I’m starting to plan a new build computer. Looking for the best sound card for music. I have no interest in games. Planning to use Vista operating system.

Want two channel analog outputs to go to an old Denon receiver in my computer room. Will take subwoofer input off the receiver. Looking at using Paradigm Atoms and Paradigm sub for my computer sound system.

Want digital output to go to a receiver in my living room, either coax or optical. Have not bought this receiver yet, will soon. Initially will have 3.1 with later upgrade to 5.1. Have a short run for though a wall to get from computer to living room A/V receiver.

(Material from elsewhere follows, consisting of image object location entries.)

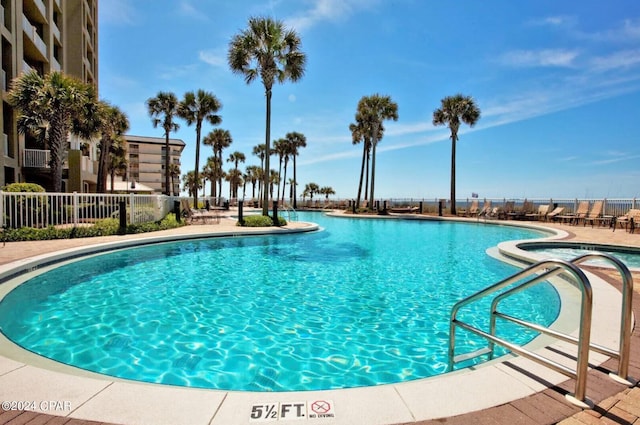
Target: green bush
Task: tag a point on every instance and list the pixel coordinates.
(106, 227)
(23, 187)
(260, 221)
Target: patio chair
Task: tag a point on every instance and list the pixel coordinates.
(574, 218)
(553, 214)
(193, 215)
(486, 209)
(540, 214)
(594, 214)
(473, 210)
(630, 220)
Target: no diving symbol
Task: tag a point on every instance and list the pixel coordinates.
(320, 406)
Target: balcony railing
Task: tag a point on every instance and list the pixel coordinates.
(36, 158)
(33, 35)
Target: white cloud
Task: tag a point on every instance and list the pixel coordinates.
(616, 60)
(540, 58)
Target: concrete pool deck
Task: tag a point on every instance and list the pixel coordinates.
(517, 391)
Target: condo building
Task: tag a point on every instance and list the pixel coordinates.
(146, 157)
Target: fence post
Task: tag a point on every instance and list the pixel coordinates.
(3, 221)
(131, 208)
(76, 209)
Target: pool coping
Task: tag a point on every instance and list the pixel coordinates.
(106, 399)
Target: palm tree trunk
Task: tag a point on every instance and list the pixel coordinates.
(364, 156)
(267, 144)
(295, 183)
(453, 173)
(167, 161)
(195, 172)
(57, 146)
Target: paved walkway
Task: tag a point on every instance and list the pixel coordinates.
(615, 403)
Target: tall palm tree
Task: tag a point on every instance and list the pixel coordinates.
(195, 108)
(372, 111)
(455, 110)
(163, 109)
(61, 105)
(117, 164)
(252, 176)
(218, 139)
(359, 134)
(190, 184)
(266, 49)
(174, 171)
(280, 149)
(113, 124)
(236, 158)
(296, 141)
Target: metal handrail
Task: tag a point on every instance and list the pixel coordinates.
(551, 268)
(622, 355)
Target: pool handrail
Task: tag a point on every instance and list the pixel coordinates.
(550, 268)
(623, 352)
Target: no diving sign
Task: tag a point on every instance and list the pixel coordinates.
(292, 411)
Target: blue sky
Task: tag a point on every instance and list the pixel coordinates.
(557, 82)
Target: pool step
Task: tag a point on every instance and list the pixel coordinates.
(472, 355)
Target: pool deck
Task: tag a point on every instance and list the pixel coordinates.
(512, 392)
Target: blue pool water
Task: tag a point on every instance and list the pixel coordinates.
(568, 251)
(363, 302)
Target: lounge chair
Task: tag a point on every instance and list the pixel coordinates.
(540, 214)
(630, 220)
(486, 209)
(193, 215)
(555, 213)
(574, 218)
(595, 213)
(473, 210)
(527, 208)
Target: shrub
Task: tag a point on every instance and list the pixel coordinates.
(105, 227)
(23, 187)
(260, 221)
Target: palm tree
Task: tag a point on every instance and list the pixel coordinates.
(236, 158)
(296, 141)
(165, 106)
(58, 105)
(311, 189)
(326, 191)
(195, 108)
(266, 49)
(372, 111)
(190, 184)
(359, 134)
(453, 111)
(280, 148)
(219, 139)
(174, 171)
(113, 123)
(118, 164)
(252, 176)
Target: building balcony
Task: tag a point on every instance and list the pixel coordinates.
(36, 158)
(33, 35)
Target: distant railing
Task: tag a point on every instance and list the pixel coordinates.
(39, 210)
(36, 158)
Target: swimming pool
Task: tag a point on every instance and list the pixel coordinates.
(630, 256)
(364, 302)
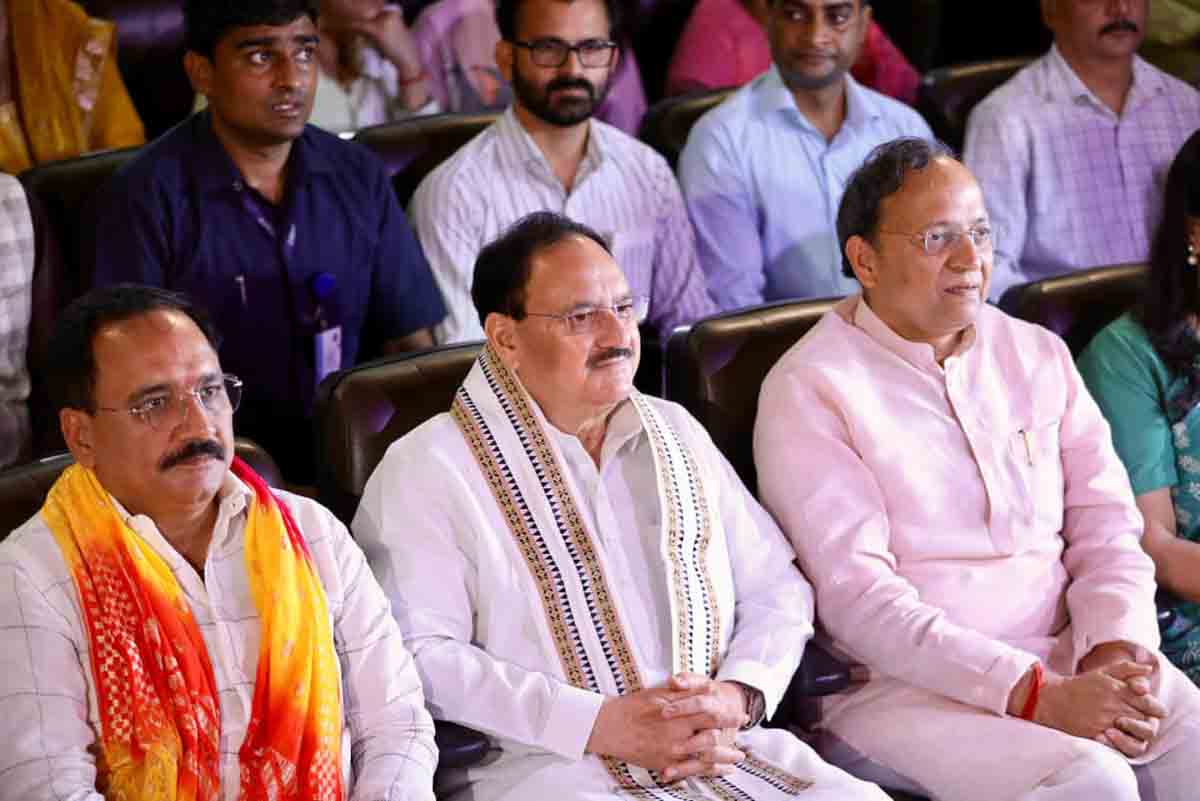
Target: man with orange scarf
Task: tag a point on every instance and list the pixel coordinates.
(60, 91)
(169, 626)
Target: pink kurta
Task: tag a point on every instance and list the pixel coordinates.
(958, 521)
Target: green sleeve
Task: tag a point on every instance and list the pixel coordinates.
(1128, 380)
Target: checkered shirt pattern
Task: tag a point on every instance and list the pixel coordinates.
(49, 718)
(1069, 184)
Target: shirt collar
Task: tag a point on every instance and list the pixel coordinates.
(521, 151)
(233, 498)
(1146, 82)
(773, 96)
(215, 169)
(918, 354)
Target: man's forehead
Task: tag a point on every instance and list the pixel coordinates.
(541, 14)
(943, 186)
(298, 30)
(573, 267)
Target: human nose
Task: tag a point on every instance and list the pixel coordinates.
(291, 72)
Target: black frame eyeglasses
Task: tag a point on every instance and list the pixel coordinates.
(592, 53)
(159, 410)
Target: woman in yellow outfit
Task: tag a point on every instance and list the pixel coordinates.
(60, 92)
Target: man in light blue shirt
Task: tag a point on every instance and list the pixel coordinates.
(763, 173)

Any suggestions? Thanks in advance.


----------



## 2teky (Sep 28, 2007)

Tascam FW1884


----------



## Harry (Sep 25, 2003)

Thanks for the suggestion, but that is overkill for what I want. I don't need to record, just want high quality outputs.


----------



## Deleted090308 (Jan 25, 2007)

Maybe not the best, but good: http://us.creative.com/products/product.asp?category=1&subcategory=208&product=14064&nav=0


----------



## Harry (Sep 25, 2003)

Thanks for the suggestion. I sort of have my eye on a Asus Xonar.


----------